Using IBM’s open source AI model Granite-3B and embracing Face Transformers’ coding guide for sentiment analysis of customer reviews

In this tutorial, we will look at how to easily perform sentiment analysis of text data using IBM’s open source granite 3B models that are integrated with a hug-face transformer. Sentiment analysis is a widely used natural language processing (NLP) technology that helps quickly identify emotions expressed in texts. It makes businesses designed to understand customer feedback and enhance their products and services invaluable. Now let’s classify and visualize the emotions by installing the necessary libraries, loading the IBM granite model, classifying and visualizing the results, which is effortlessly performed in Google Colab.

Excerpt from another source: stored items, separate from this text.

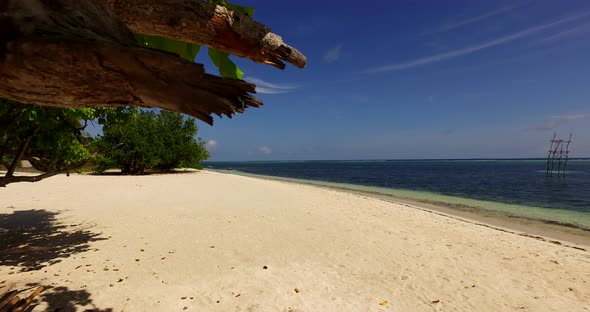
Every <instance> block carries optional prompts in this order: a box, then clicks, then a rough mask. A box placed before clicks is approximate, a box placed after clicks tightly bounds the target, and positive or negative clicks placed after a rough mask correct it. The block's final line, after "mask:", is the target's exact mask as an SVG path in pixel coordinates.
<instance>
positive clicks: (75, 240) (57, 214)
mask: <svg viewBox="0 0 590 312" xmlns="http://www.w3.org/2000/svg"><path fill="white" fill-rule="evenodd" d="M58 214H59V213H57V212H51V211H47V210H44V209H34V210H23V211H15V212H13V213H11V214H0V266H16V267H20V269H21V271H32V270H39V269H41V268H43V267H45V266H49V265H52V264H55V263H58V262H60V261H61V259H64V258H68V257H70V256H71V255H73V254H76V253H81V252H86V251H90V250H92V248H91V247H90V242H93V241H98V240H104V239H106V238H101V237H100V235H101V233H94V232H91V231H89V230H88V228H87V227H86V228H84V227H82V225H80V224H74V225H66V224H62V223H60V222H58V221H57V219H56V216H57V215H58Z"/></svg>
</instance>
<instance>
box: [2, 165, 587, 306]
mask: <svg viewBox="0 0 590 312" xmlns="http://www.w3.org/2000/svg"><path fill="white" fill-rule="evenodd" d="M46 232H49V233H52V235H51V236H49V237H47V236H46V235H41V234H43V233H46ZM0 238H1V239H2V240H4V242H0V247H3V248H4V250H2V248H0V260H1V262H0V293H2V292H3V291H5V290H6V289H7V288H9V287H11V286H12V285H13V284H16V285H14V286H15V287H18V288H20V289H23V288H28V287H32V286H33V285H45V286H48V289H47V290H45V291H44V292H43V293H42V294H41V296H40V298H39V299H40V300H38V303H37V306H36V307H35V308H34V309H33V311H46V310H48V311H56V309H58V310H57V311H85V310H87V309H90V310H91V311H183V310H186V311H244V312H246V311H292V312H295V311H299V312H301V311H412V312H413V311H535V312H536V311H590V252H588V251H584V250H580V249H574V248H571V247H567V246H564V245H557V244H554V243H550V242H547V241H540V240H537V239H533V238H530V237H524V236H520V235H516V234H513V233H508V232H502V231H498V230H495V229H492V228H489V227H484V226H481V225H477V224H474V223H470V222H464V221H461V220H458V219H457V218H449V217H447V216H444V215H440V214H433V213H429V212H427V211H424V210H420V209H415V208H412V207H409V206H408V205H403V204H395V203H390V202H385V201H381V200H379V199H374V198H367V197H365V196H362V195H357V194H352V193H346V192H341V191H336V190H328V189H324V188H318V187H314V186H309V185H298V184H293V183H286V182H278V181H269V180H262V179H256V178H251V177H243V176H236V175H227V174H221V173H215V172H208V171H203V172H197V173H187V174H171V175H152V176H141V177H127V176H81V175H72V176H70V177H69V178H68V177H65V176H58V177H54V178H50V179H47V180H45V181H42V182H39V183H35V184H27V183H20V184H13V185H9V186H8V187H7V188H4V189H0ZM6 242H8V243H6ZM27 242H29V245H28V246H27V245H26V244H27ZM569 245H573V244H569ZM578 247H582V248H585V249H586V250H590V249H588V247H586V246H578ZM27 285H29V286H27ZM59 309H61V310H59ZM109 309H112V310H109Z"/></svg>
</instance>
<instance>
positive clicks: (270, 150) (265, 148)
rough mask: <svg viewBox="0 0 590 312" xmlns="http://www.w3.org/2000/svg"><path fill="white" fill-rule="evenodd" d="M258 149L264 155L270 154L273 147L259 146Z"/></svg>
mask: <svg viewBox="0 0 590 312" xmlns="http://www.w3.org/2000/svg"><path fill="white" fill-rule="evenodd" d="M258 151H259V152H260V153H262V154H264V155H270V154H271V153H272V149H271V148H270V147H268V146H266V145H265V146H261V147H259V148H258Z"/></svg>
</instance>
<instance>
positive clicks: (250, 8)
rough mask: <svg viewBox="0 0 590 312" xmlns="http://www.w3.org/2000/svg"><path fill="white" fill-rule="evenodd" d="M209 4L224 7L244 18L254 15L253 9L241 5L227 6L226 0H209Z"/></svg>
mask: <svg viewBox="0 0 590 312" xmlns="http://www.w3.org/2000/svg"><path fill="white" fill-rule="evenodd" d="M209 3H215V4H217V5H220V6H223V7H226V8H228V9H230V10H232V11H235V12H238V13H242V14H244V15H246V16H249V17H252V15H254V8H251V7H243V6H241V5H235V4H229V3H227V1H226V0H209Z"/></svg>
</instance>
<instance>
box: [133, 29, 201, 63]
mask: <svg viewBox="0 0 590 312" xmlns="http://www.w3.org/2000/svg"><path fill="white" fill-rule="evenodd" d="M134 36H135V39H136V40H137V42H138V43H139V44H141V45H144V46H147V47H149V48H152V49H156V50H160V51H164V52H170V53H174V54H177V55H178V56H180V57H182V58H183V59H185V60H189V61H191V62H193V61H194V60H195V57H196V56H197V54H199V50H200V49H201V46H200V45H198V44H194V43H188V42H182V41H177V40H174V39H169V38H163V37H157V36H148V35H142V34H134Z"/></svg>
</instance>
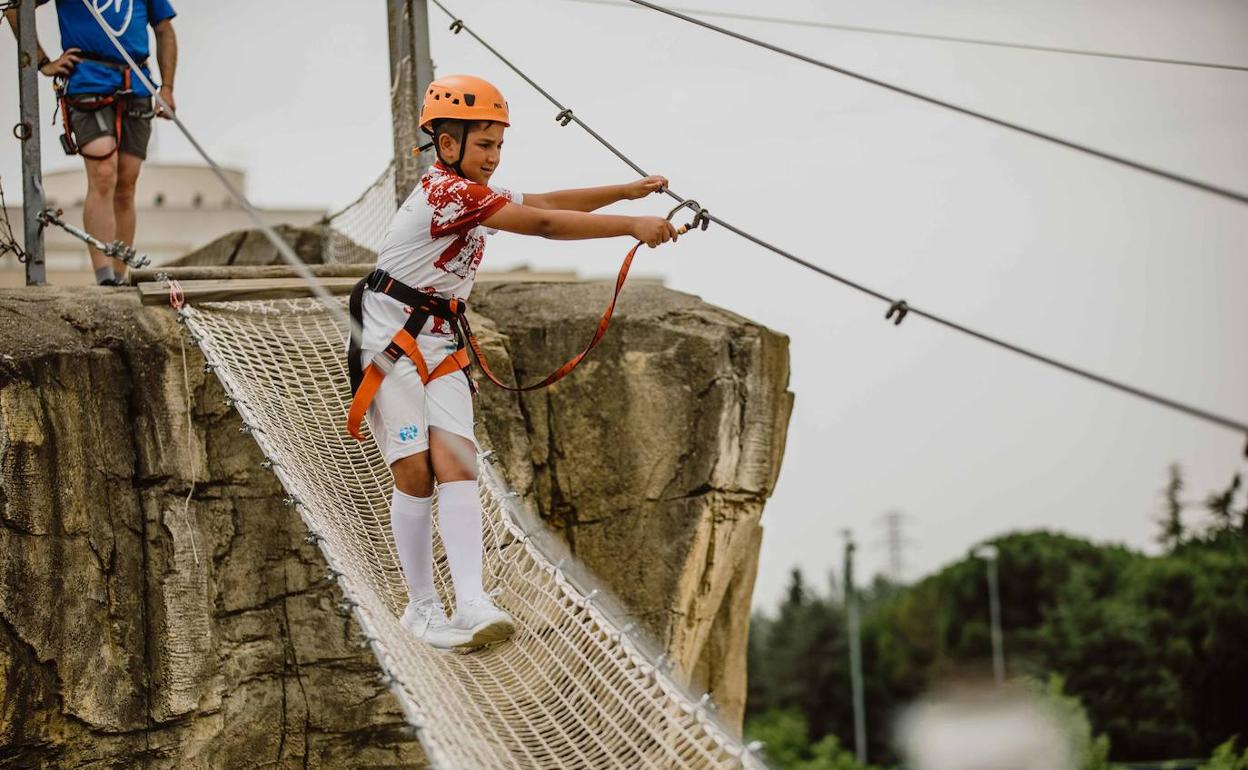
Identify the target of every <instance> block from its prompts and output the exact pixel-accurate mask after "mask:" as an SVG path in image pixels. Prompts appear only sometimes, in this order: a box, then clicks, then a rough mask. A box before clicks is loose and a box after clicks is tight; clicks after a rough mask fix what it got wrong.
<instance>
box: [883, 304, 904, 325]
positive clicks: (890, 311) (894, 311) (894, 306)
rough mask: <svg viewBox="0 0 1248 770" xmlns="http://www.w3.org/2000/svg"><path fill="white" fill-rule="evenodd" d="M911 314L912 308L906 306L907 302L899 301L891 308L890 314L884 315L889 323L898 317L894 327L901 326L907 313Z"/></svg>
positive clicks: (893, 324)
mask: <svg viewBox="0 0 1248 770" xmlns="http://www.w3.org/2000/svg"><path fill="white" fill-rule="evenodd" d="M909 312H910V306H909V305H906V301H905V300H897V301H896V302H894V303H892V305H890V306H889V312H887V313H885V314H884V319H885V321H889V319H891V318H892V317H894V316H897V319H896V321H894V322H892V326H901V322H902V321H905V319H906V313H909Z"/></svg>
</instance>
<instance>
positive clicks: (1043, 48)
mask: <svg viewBox="0 0 1248 770" xmlns="http://www.w3.org/2000/svg"><path fill="white" fill-rule="evenodd" d="M570 1H572V2H583V4H587V5H609V6H615V7H631V6H630V5H629V2H628V0H570ZM669 7H670V9H671V10H674V11H681V12H685V14H693V15H695V16H710V17H718V19H739V20H741V21H761V22H764V24H782V25H786V26H805V27H816V29H825V30H840V31H845V32H866V34H869V35H887V36H891V37H916V39H919V40H940V41H942V42H962V44H968V45H986V46H992V47H998V49H1018V50H1022V51H1043V52H1046V54H1071V55H1075V56H1096V57H1098V59H1121V60H1124V61H1147V62H1151V64H1168V65H1178V66H1186V67H1208V69H1213V70H1238V71H1241V72H1248V66H1244V65H1238V64H1219V62H1214V61H1196V60H1191V59H1166V57H1162V56H1142V55H1136V54H1113V52H1109V51H1093V50H1090V49H1070V47H1061V46H1053V45H1033V44H1030V42H1010V41H1006V40H985V39H982V37H961V36H957V35H936V34H932V32H911V31H907V30H892V29H887V27H879V26H860V25H854V24H832V22H830V21H812V20H807V19H785V17H782V16H759V15H755V14H734V12H730V11H713V10H705V9H700V7H679V6H669Z"/></svg>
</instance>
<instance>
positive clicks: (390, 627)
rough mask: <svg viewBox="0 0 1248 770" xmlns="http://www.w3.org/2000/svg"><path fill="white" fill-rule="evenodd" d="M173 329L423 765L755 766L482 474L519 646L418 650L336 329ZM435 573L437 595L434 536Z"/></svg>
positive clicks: (480, 469)
mask: <svg viewBox="0 0 1248 770" xmlns="http://www.w3.org/2000/svg"><path fill="white" fill-rule="evenodd" d="M180 319H181V321H182V322H183V323H185V324H186V326H187V328H188V331H190V333H191V336H192V339H193V341H195V342H196V344H198V346H200V349H201V351H202V353H203V357H205V361H206V367H208V368H210V369H211V371H213V372H215V373H216V376H217V377H218V378H220V381H221V383H222V386H223V387H225V391H226V394H227V398H230V399H231V402H232V403H233V406H235V407H236V408H237V411H238V412H240V416H241V417H242V421H243V429H245V431H248V432H250V433H251V436H252V437H253V438H255V441H256V443H257V444H258V446H260V448H261V451H262V452H263V454H265V456H266V458H267V459H266V465H270V467H271V468H272V470H273V472H275V473H276V474H277V477H278V479H280V480H281V483H282V485H283V487H285V488H286V492H287V494H288V495H290V497H288V499H287V502H288V504H291V505H293V508H295V509H296V510H297V512H298V514H300V515H301V517H302V519H303V522H305V523H306V524H307V528H308V532H310V538H311V539H313V540H314V542H316V543H317V544H318V547H319V549H321V552H322V553H323V554H324V558H326V560H327V563H328V565H329V577H332V578H333V579H336V580H337V583H338V585H339V587H341V590H342V594H343V597H346V604H347V605H348V607H349V609H351V610H352V612H353V614H354V616H356V618H357V620H358V623H359V626H361V629H362V631H363V634H364V636H366V638H367V643H368V645H369V646H371V649H372V650H373V653H374V654H376V656H377V660H378V663H379V665H381V668H382V669H383V670H384V674H383V676H386V678H387V679H388V681H389V686H391V690H392V691H393V693H394V695H396V696H397V699H398V701H399V703H401V704H402V706H403V710H404V714H406V716H407V719H408V721H409V723H411V724H412V725H413V726H414V728H416V731H417V734H418V736H419V740H421V743H422V746H423V748H424V750H426V754H427V755H428V758H429V760H431V763H432V765H433V766H434V768H439V769H444V768H446V769H449V768H472V769H492V768H499V769H502V768H523V769H529V768H532V769H539V768H540V769H548V768H593V769H597V768H628V769H654V770H659V769H669V768H699V769H700V768H708V769H719V768H724V769H726V768H748V769H751V770H754V769H758V770H763V769H764V763H763V761H761V760H760V759H759V758H758V756H756V755H755V754H754V753H753V749H754V748H755V746H745V745H743V744H741V741H740V740H739V739H738V738H736V736H735V735H734V733H733V731H731V730H730V729H728V728H726V726H725V725H723V724H721V723H720V721H719V720H718V718H716V715H715V711H714V705H713V704H711V703H710V701H709V700H708V698H705V696H703V698H698V696H695V695H693V694H690V693H689V691H688V690H686V689H685V688H684V686H683V685H681V684H680V681H679V680H678V676H676V674H675V671H673V670H671V669H670V666H669V665H668V664H665V660H666V659H665V656H664V655H660V654H656V653H658V650H656V649H654V648H653V646H650V645H649V644H648V643H646V640H645V639H644V636H643V635H640V634H638V633H635V631H634V630H631V629H630V628H629V626H628V625H626V624H625V623H624V614H623V613H622V612H619V605H617V604H614V603H613V600H610V598H609V597H608V595H607V594H605V593H604V592H600V590H598V589H595V588H593V585H592V578H590V577H588V575H585V574H584V573H582V572H579V567H578V565H577V564H575V560H574V559H570V558H569V555H568V553H567V550H565V549H563V548H562V540H559V539H558V537H557V535H554V534H553V533H547V530H545V528H544V525H543V524H542V523H540V522H539V520H537V519H535V517H533V515H532V514H530V512H528V510H527V509H525V508H524V505H522V504H520V503H522V502H520V500H519V499H518V497H517V495H515V493H512V492H509V490H508V488H507V484H505V480H504V479H503V477H502V474H500V473H499V470H498V468H497V467H495V465H494V464H493V463H492V462H489V461H484V462H482V463H480V480H482V483H480V495H482V504H483V508H484V517H483V530H484V554H485V555H484V579H485V587H487V589H490V590H495V592H497V597H498V602H499V604H500V605H502V607H504V608H505V609H508V610H509V612H510V613H512V614H513V615H514V616H515V620H517V634H515V636H514V638H513V639H512V640H509V641H507V643H503V644H499V645H495V646H492V648H487V649H483V650H479V651H475V653H472V654H454V653H446V651H439V650H434V649H433V648H431V646H428V645H427V644H424V643H423V641H421V640H418V639H416V638H414V636H413V635H412V634H409V633H408V631H407V630H404V629H403V628H402V626H401V625H399V623H398V615H399V613H401V612H402V609H403V607H404V605H406V603H407V590H406V588H404V584H403V579H402V574H401V572H399V567H398V560H397V555H396V552H394V543H393V539H392V537H391V530H389V520H388V509H389V494H391V485H392V479H391V474H389V469H388V468H387V467H386V463H384V461H383V459H382V456H381V453H379V452H378V451H377V448H376V446H374V443H373V442H372V441H366V442H362V443H357V442H356V441H353V439H352V438H351V437H349V436H348V434H347V432H346V429H344V428H343V417H344V414H346V413H347V406H348V401H349V386H348V379H347V371H346V366H344V356H343V347H344V344H343V339H344V329H343V327H342V326H341V324H339V322H338V321H337V319H336V318H334V316H333V314H332V313H331V312H329V311H328V309H327V308H326V307H324V306H323V305H321V303H319V302H317V301H316V300H311V298H308V300H266V301H236V302H211V303H208V302H205V303H201V305H197V306H195V307H190V306H187V307H183V308H182V309H181V311H180ZM436 575H437V584H438V589H439V592H441V594H442V595H443V597H448V595H452V594H451V590H449V589H451V585H449V583H451V577H449V570H448V568H447V564H446V558H444V553H443V552H442V547H441V543H438V542H437V540H436Z"/></svg>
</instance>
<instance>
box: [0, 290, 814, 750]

!pip install transformers torch accelerate
First, we will install the base library (Transformers, Torch and Acgelerate) to seamlessly load and run powerful NLP models. Transformers provides pre-built NLP models, Torch is the backend for deep learning tasks and accelerates to ensure efficient resource utilization on the GPU.
import torch
from transformers import AutoModelForCausalLM, AutoTokenizer, pipeline
import pandas as pd
import matplotlib.pyplot as plt
We will then import the required Python library. We will use the torch for efficient tensor operations, transformers for training pre-trained NLP models from the hug surface, pandas for managing and processing data in a structured format, and matplotlib for visually explicit and intuitive interpretation of the analysis results.
model_id = "ibm-granite/granite-3.0-3b-a800m-instruct"
tokenizer = AutoTokenizer.from_pretrained(model_id)
model = AutoModelForCausalLM.from_pretrained(
model_id,
device_map='auto',
torch_dtype=torch.bfloat16,
trust_remote_code=True
)
generator = pipeline("text-generation", model=model, tokenizer=tokenizer)
Here we will follow the model using AutoTokenizer and AutomodelForCausAllm that embraces Face to load IBM’s open source granite 3B instructions, especially the IBM Granite/Granite-3.0-3B-A800M Instruct. Even under limited computing resources, this compact instruction adjustment model has gone through tasks such as emotional classification directly within COLAB.
def classify_sentiment(review):
prompt = f"""Classify the sentiment of the following review as Positive, Negative, or Neutral.
Review: "{review}"
Sentiment:"""
response = generator(
prompt,
max_new_tokens=5,
do_sample=False,
pad_token_id=tokenizer.eos_token_id
)
sentiment = response[0]['generated_text'].split("Sentiment:")[-1].split("n")[0].strip()
return sentiment
Now, we will define the core function classification_sentiment. This feature leverages the IBM Granite 3B model with instructions-based prompts to classify the emotions of any given comment as positive, negative, or neutral. The function formats input review, calls the model with precise instructions, and extracts generated emotions from the generated text.
import pandas as pd
reviews = [
"I absolutely loved the service! Definitely coming back.",
"The item arrived damaged, very disappointed.",
"Average product. Nothing too exciting.",
"Superb experience, exceeded all expectations!",
"Not worth the money, poor quality."
]
reviews_df = pd.DataFrame(reviews, columns=['review'])
Next, we will use pandas to create a simple dataframe comment with a collection of sample comments. These example comments are input data for emotion classification, allowing us to observe how the IBM granite model effectively determines customer sentiment in real-world situations.
reviews_df['sentiment'] = reviews_df['review'].apply(classify_sentiment)
print(reviews_df)
After defining a comment, we will apply the classification_sentiment function to each comment in the data frame. This will produce a new column, namely emotion, where the IBM granite model classifies each comment as positive, negative, or neutral. By printing updated comments_DF, we can see the original text and its corresponding emotional classification.
import matplotlib.pyplot as plt
sentiment_counts = reviews_df['sentiment'].value_counts()
plt.figure(figsize=(8, 6))
sentiment_counts.plot.pie(autopct="%1.1f%%", explode=[0.05]*len(sentiment_counts), colors=['#66bb6a', '#ff7043', '#42a5f5'])
plt.ylabel('')
plt.title('Sentiment Distribution of Reviews')
plt.show()
Finally, we will visualize the emotional distribution in the pie chart. This step provides a clear, intuitive overview of how to classify comments, making the overall performance of the model easier. Matplotlib lets us quickly see the proportion of positive, negative and neutral emotions, thus making your emotional analysis pipeline complete circle.
In short, we successfully implemented a powerful sentiment analysis pipeline using IBM’s Granite 3B open source model, which is hosted on the hug surface. You have learned how to quickly classify text into positive, negative, or neutral emotions using pre-trained models, effectively visualizing insights and explaining your findings. This basic approach makes it easy for you to adapt to these skills to analyze datasets or explore other NLP tasks. IBM’s granite model combined with a hug-face transformer provides an effective way to perform advanced NLP tasks.